Angesichts der Skandale der katholischen Kirche ist das erstaunlich. Während der Recherche beklagt ein Theologe, dass der öffentliche Zorn auf die Katholiken auch auf der protestantischen Seite zu vielen Austritten führe. Viele Menschen würden nicht unterscheiden zwischen den beiden Kirchen. Aber warum verliert der evangelische Unterricht sogar stärker? Auch wenn nicht alle Schüler eine Konfession haben, sieht Bildungsforscher Barz einen Zusammenhang mit den Mitgliederzahlen. Die Austrittsneigung sei bei den Katholiken seit langem geringer. Die Gründe: Die katholische Kirche bespiele die emotionale Schiene intensiver. Die Angst, infolge eines Austritts einen Nachteil im Jenseits zu haben, sei offenbar stärker.
Die Kirchen führen weitere Gründe für sinkende Teilnehmerzahlen an. Sie beklagen, dass der Religionsunterricht eine schwache Stellung habe. Häufig gebe es zu wenig Lehrkräfte, außerdem werde der Unterricht gern in ungünstige Randstunden geschoben, was zu zusätzlichen Abmeldungen führe. Schulleitungen könnten dies steuern, wenn sie Wert darauf legen, dies sei aber oft nicht der Fall, heißt es. Nicht selten komme der Unterricht aus Mangel an Teilnehmern nicht zustande. Das liegt auch daran, dass Schüler:innen ab dem 14. Lebensjahr religionsmündig sind und selbst entscheiden können, ob sie Religion wählen oder alternativ Ethik oder Philosophie. Beide Fächer weisen vielerorts stark steigende Teilnehmerzahlen auf.

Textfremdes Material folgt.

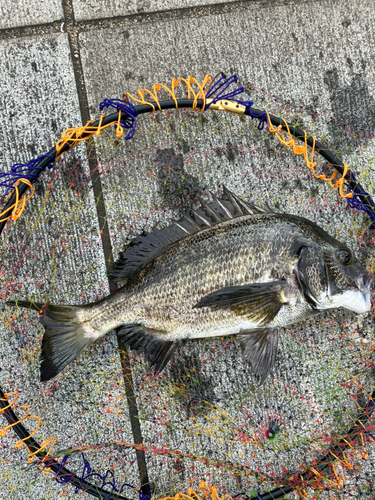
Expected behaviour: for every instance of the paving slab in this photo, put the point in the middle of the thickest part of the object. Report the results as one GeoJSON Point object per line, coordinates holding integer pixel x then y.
{"type": "Point", "coordinates": [19, 13]}
{"type": "Point", "coordinates": [48, 257]}
{"type": "Point", "coordinates": [288, 54]}
{"type": "Point", "coordinates": [89, 9]}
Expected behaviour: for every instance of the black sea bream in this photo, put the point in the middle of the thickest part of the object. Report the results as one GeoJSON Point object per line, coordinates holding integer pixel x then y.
{"type": "Point", "coordinates": [229, 268]}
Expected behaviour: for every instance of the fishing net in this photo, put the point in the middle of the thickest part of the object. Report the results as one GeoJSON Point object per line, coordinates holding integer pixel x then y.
{"type": "Point", "coordinates": [109, 426]}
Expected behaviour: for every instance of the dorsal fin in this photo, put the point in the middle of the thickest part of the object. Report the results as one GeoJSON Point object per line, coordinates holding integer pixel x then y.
{"type": "Point", "coordinates": [146, 247]}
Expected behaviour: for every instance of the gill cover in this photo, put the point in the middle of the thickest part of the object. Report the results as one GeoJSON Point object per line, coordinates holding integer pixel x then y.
{"type": "Point", "coordinates": [312, 275]}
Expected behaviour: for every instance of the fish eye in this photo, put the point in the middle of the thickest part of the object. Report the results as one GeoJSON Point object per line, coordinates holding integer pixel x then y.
{"type": "Point", "coordinates": [344, 257]}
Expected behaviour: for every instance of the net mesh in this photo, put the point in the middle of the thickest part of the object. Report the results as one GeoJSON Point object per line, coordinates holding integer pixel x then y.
{"type": "Point", "coordinates": [204, 418]}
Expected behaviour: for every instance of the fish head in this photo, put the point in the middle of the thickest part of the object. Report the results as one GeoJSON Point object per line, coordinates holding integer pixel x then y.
{"type": "Point", "coordinates": [330, 277]}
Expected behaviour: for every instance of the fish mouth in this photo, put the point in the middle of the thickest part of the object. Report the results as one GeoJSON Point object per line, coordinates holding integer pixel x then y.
{"type": "Point", "coordinates": [358, 300]}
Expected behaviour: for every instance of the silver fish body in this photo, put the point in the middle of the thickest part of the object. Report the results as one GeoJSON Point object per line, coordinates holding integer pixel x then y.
{"type": "Point", "coordinates": [228, 268]}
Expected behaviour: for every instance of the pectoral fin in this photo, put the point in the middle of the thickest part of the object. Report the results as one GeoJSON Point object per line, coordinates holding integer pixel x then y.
{"type": "Point", "coordinates": [259, 347]}
{"type": "Point", "coordinates": [258, 301]}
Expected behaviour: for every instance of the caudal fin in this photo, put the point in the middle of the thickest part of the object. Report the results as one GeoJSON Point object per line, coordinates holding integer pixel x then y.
{"type": "Point", "coordinates": [63, 340]}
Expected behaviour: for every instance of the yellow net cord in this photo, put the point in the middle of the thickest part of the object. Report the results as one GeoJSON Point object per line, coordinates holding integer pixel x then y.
{"type": "Point", "coordinates": [18, 206]}
{"type": "Point", "coordinates": [302, 150]}
{"type": "Point", "coordinates": [200, 94]}
{"type": "Point", "coordinates": [22, 442]}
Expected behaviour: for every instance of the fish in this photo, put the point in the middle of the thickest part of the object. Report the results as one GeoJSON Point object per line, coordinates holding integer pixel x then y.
{"type": "Point", "coordinates": [228, 268]}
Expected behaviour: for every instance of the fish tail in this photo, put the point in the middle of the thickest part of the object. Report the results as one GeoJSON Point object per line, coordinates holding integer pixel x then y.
{"type": "Point", "coordinates": [65, 337]}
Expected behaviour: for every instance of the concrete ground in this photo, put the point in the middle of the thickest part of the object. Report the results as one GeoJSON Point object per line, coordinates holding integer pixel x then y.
{"type": "Point", "coordinates": [59, 59]}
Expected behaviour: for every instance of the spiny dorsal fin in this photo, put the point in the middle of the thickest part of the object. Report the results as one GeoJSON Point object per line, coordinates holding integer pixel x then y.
{"type": "Point", "coordinates": [146, 247]}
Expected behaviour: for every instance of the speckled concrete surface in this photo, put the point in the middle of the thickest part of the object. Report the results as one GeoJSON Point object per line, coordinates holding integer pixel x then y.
{"type": "Point", "coordinates": [313, 55]}
{"type": "Point", "coordinates": [20, 13]}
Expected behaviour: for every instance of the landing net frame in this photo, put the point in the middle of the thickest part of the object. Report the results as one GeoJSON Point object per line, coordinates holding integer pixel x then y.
{"type": "Point", "coordinates": [357, 198]}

Meine alte Reli-Lehrerin dürfte inzwischen fast in Pension sein. Ihr kann es also ein bisschen egal sein. Aber stirbt das Fach Reli irgendwann aus? Vermutlich nicht. Seit 2018 gibt es gewissermaßen eine Lösung für „das Problem“. Mehr als 100.000 Schüler an 536 Schulen haben im Schuljahr 2021/2022 bereits am konfessionell-kooperativen Religionsunterricht teilgenommen, der in einigen Regionen in NRW angeboten wird. Das Modell des gemeinsamen Religionsunterrichts sieht vor, dass die Schüler:innen im Wechsel von einer katholischen und einer evangelischen Lehrkraft unterrichtet werden. Nach Zustimmung des Erzbistums Köln können dies auch Schulen in Düsseldorf für das Schuljahr 2023/2024 erstmals beantragen.
Disclaimer: Bei meiner Recherche habe ich festgestellt, dass verschiedene Teilnehmerzahlen für den Religionsunterricht kursieren. Die Daten, die mir Behörden, Erzbistum und Landeskirche geschickt haben, sind nicht deckungsgleich. Ein Gesprächspartner bestritt, dass es überhaupt einen Teilnehmerrückgang gebe. Ein Sprecher der Evangelischen Kirche im Rheinland versicherte mir jedoch schließlich: Die Zahlen der Bezirksregierung Düsseldorf bildeten die aktuelleren und genaueren Werte ab und seien aussagekräftig. Dies hat mich darin bestärkt, die Daten der Bezirksregierung, die aus den amtlichen Schuldaten für das Land NRW stammen und jährlich durch das Schulministerium bei allen Schulen erhoben werden, als Grundlage zu verwenden.